Knowledge Without Memory: Why LLMs Guess and Humans Don’t
Read ArticleRead Original Articleadded Sep 10, 2025September 10, 2025

Sloan contrasts an AI’s fabricated Ruby methods with a human’s ability to sense what they truly know by remembering learning it. He argues LLMs lack experiential, structured memory, and their weights and context windows are poor substitutes. Until AI can live in the world and accrue causally linked experiences, hallucinations will persist.
Key Points
- Humans rely on experiential, sedimentary memory that includes a felt sense of when and how knowledge was learned, helping us avoid unfounded guesses.
- LLMs hallucinate because they lack lived, episodic memory; their weights resemble inherited DNA, not accumulated experience.
- A context window is not true memory but a scratchpad of notes without ownership or continuity, leading to disorientation and fragility.
- The biological basis of human memory remains unresolved, highlighting its depth and complexity.
- Real solutions to hallucination likely require AI that lives in the world and builds stable, causally linked memories over time.
Sentiment
Mixed and nuanced, with a slight tilt toward skepticism of the article’s experiential-memory thesis in favor of ML-based explanations and calibration.
In Agreement
- LLMs lack episodic, lived memory and thus cannot track the provenance of knowledge, leading to overconfident fabrication.
- Humans often ‘remember learning’ and weight information by source (personal experience > observation > reliable teaching > random text), enabling better self-calibration and willingness to say “I don’t know.”

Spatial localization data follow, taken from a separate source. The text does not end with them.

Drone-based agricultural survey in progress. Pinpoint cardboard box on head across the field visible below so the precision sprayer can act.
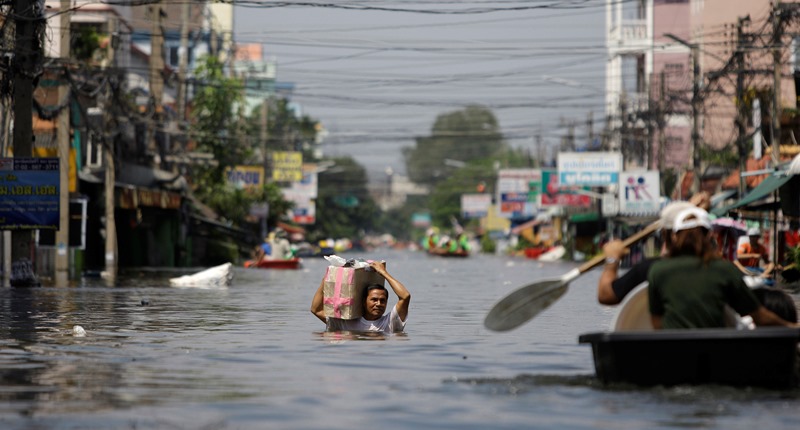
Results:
[322,263,386,320]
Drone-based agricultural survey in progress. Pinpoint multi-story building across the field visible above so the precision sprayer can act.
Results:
[606,0,800,195]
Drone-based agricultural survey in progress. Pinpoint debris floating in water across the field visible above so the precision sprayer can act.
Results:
[72,325,86,337]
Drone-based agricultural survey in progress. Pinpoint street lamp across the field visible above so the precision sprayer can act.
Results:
[664,33,700,193]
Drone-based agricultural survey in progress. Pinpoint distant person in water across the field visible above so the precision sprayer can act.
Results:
[311,261,411,334]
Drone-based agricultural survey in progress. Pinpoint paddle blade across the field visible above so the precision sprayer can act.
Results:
[483,279,569,331]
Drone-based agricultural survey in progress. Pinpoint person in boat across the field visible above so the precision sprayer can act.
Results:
[450,227,469,252]
[647,208,797,330]
[733,228,775,284]
[422,227,439,251]
[597,201,695,305]
[311,261,411,334]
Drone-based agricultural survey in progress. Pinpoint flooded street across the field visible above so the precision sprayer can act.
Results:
[0,250,800,429]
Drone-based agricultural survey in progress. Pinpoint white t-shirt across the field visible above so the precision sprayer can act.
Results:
[327,306,407,333]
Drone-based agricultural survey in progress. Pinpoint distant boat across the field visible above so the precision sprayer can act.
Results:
[244,258,303,269]
[578,285,800,389]
[539,245,567,261]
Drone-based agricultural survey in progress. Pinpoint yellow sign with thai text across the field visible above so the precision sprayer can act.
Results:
[272,151,303,182]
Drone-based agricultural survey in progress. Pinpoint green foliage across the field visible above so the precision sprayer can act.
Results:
[247,98,320,160]
[190,57,291,235]
[428,150,530,227]
[403,105,505,185]
[198,183,292,227]
[700,144,739,167]
[481,234,497,254]
[309,157,380,240]
[70,25,100,61]
[661,169,678,196]
[191,56,249,186]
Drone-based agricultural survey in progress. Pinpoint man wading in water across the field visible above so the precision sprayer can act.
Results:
[311,261,411,333]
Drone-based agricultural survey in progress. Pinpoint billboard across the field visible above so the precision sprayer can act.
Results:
[272,151,303,182]
[225,166,264,188]
[0,157,60,230]
[497,169,542,219]
[557,152,622,187]
[282,163,317,225]
[540,169,592,208]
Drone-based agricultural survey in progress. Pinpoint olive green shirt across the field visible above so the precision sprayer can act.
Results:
[647,256,760,329]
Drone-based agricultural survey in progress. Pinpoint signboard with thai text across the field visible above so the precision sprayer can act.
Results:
[557,152,622,187]
[461,194,492,218]
[272,151,303,182]
[541,169,592,208]
[225,166,264,188]
[281,163,318,225]
[497,169,542,219]
[0,157,60,230]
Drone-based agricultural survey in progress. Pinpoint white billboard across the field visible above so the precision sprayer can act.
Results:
[558,152,622,187]
[497,169,542,218]
[619,170,661,215]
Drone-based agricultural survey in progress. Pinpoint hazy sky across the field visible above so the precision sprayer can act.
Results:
[234,0,606,177]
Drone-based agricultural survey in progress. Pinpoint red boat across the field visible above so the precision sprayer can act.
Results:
[244,258,303,269]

- LLMs treat all text as statistics with no personal experience to cross-check, so they can’t notice when a claim lacks a learned basis.
- Reducing hallucinations likely requires systems that accumulate temporally structured, grounded experience rather than relying only on static training and transient context windows.
Opposed
- Hallucinations are primarily a bug in training objectives and benchmarks; ML-first fixes (e.g., better objectives, data, and evaluations) are more productive than anthropomorphic memory analogies.
- Models can learn confidence calibration during reinforcement learning, improving the correlation between stated confidence and accuracy.
- Human memory is reconstructive and frequently wrong (e.g., eyewitness errors), so the article overstates humans’ ability to avoid confident mistakes via meta-memory.
- Brains may not ‘store’ memories in the intuitive way we feel; introspection about memory’s phenomenology is an unreliable guide to cognition.
- Strong text prediction often entails real-world knowledge (per compression arguments), undermining the claim that LLMs are ‘just word statistics.’
- Anecdotal failures (e.g., mixing up legal constants and fabricating sources) highlight token-level or training issues rather than absence of experiential memory per se.